As is my habit at weekends, immediately there was the faintest glimmer of light to the east this morning, I left home for the reserve, well, after that is, di-icing my way into the car and waiting for the windscreen to clear of frost.
Once again I also had to de-ice the lock on the gate before I could get onto the reserve and by the time I parked at the barn and begun walking across to the seawall it was part light. The frost across both the marsh and the saltings was quite severe and its whiteness on the saltings served to make two wildfowlers sitting out there, easily stand out in their dark clothing. As much as I detest them being there I had to admire their hardiness this morning, I was numb despite walking about, to sit out there with feet in cold mud and not move for 2-3 hours, must of been excruiatingly cold to the point of hyperthermia. One stood up as I passed him on the seawall and the photo below, grainy because it was still part dark, should if you double click and enlarge it, show him as a dark shape and where he is he is only 100 yds from the seawall and the Seawall Hide.
A bit further along the seawall and the light began to increase and the sky pinken as the sun came closer to the horizon. This photo looks across the frozen saltings towards the mainland and Seasalter in the distance. Amazingly, although it was too small to show up in the photo, a Lapland Bunting crossed the sky in front of me as I took it.
Having checked out the wildfowlers and seen no birds at all except the Lap. Bunting, I came off the seawall and through the gate below and got back on to the reserve marshland.
Once through the gate, I began making my way along the raised bund that runs from the front of the reserve to its rear. Once upon a time, before the current seawall was built, this bund was the seawall on one side of Capel Fleet as it made its way inland from the sea (I'll describe that another day). At the end of this bund is the rear reserve boundary, followed by the fields being restored by the RSPB to grazing marsh. If you enlarge the photo you can also see Leysdown in the distance. Bird-life really was at a premium this morning and with what little water that there is on the reserve, now frozen, it looks likely to remain that way. That said, as I walked along the bund towards the RSPB fields, the slightly different cackle of some geese could be heard and crossing the RSPB fields towards me were 34 Barnacle Geese, they made for a very picturesque sight in the frost and the gloom.

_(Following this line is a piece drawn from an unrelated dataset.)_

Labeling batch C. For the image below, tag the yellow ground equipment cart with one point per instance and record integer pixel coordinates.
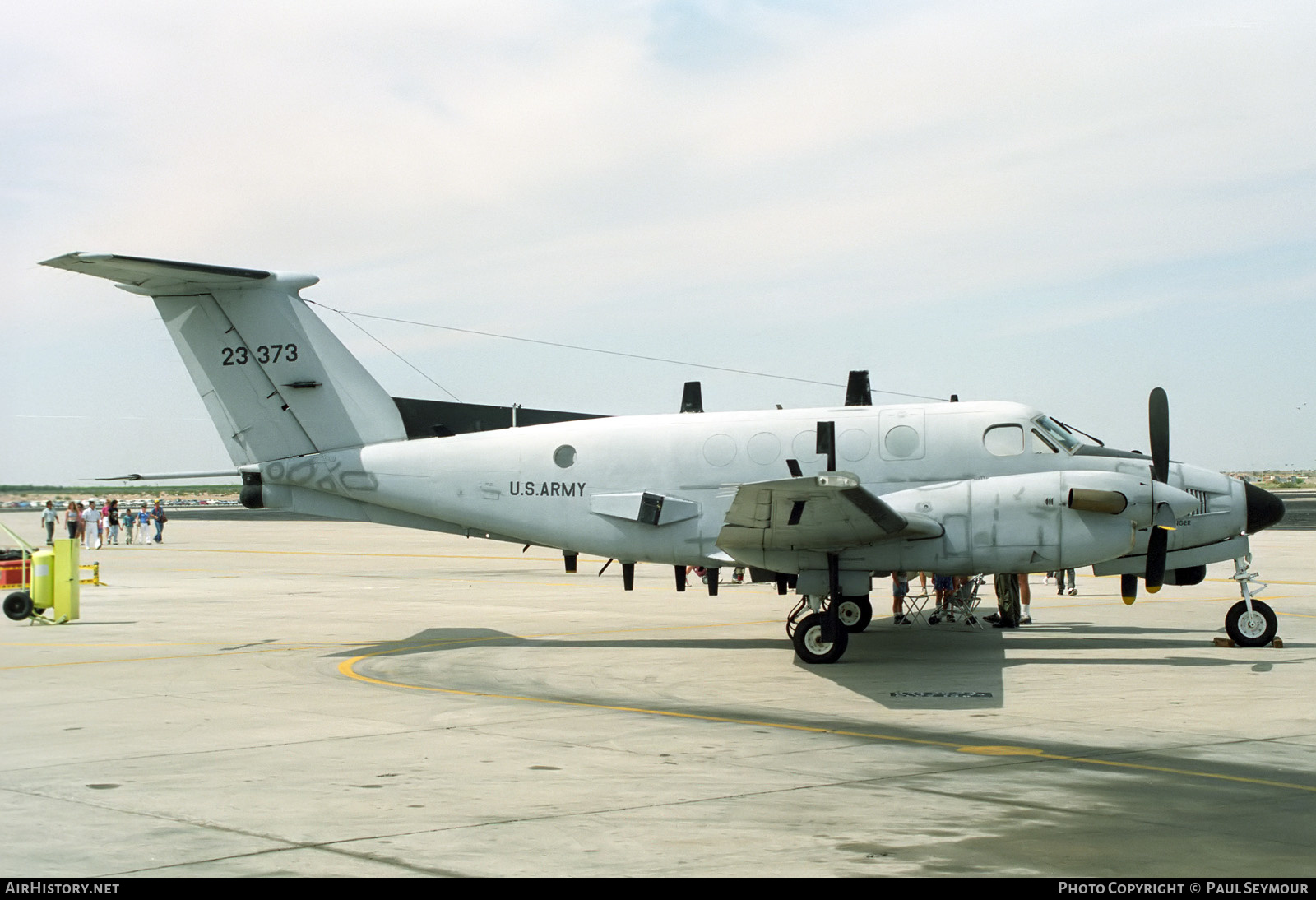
(48, 581)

Getting to the reserve boundary, it was which way to go time and I plumbed for ignoring the usual reserve route and carried on across the RSPB fields to the farm track. At first these fields appeared as deserted as the reserve but gradually I found a few birds moving about - some Wrens, a Fieldfare, another Lapland Bunting, 16 Skylark, a Water Rail calling from a ditch reed bed, and lastly, dare I say it, a fine fox.
After that there was little else to do but follow the farm track back past frozen winter corn and Brewers Farm in the distance and down to the barn and my car. Briefly as I walked along the track, the sun came out but as I looked behind me I could see that mist was literally following me as I went. By the time I had got back to the car visiblity had all but gone and this was the case all the way along the Harty Road, where at the top of Capel Hill I bumped into Chris Gibbard and a few bird watcher friends who unfortunately had arrived at the same time as the mist.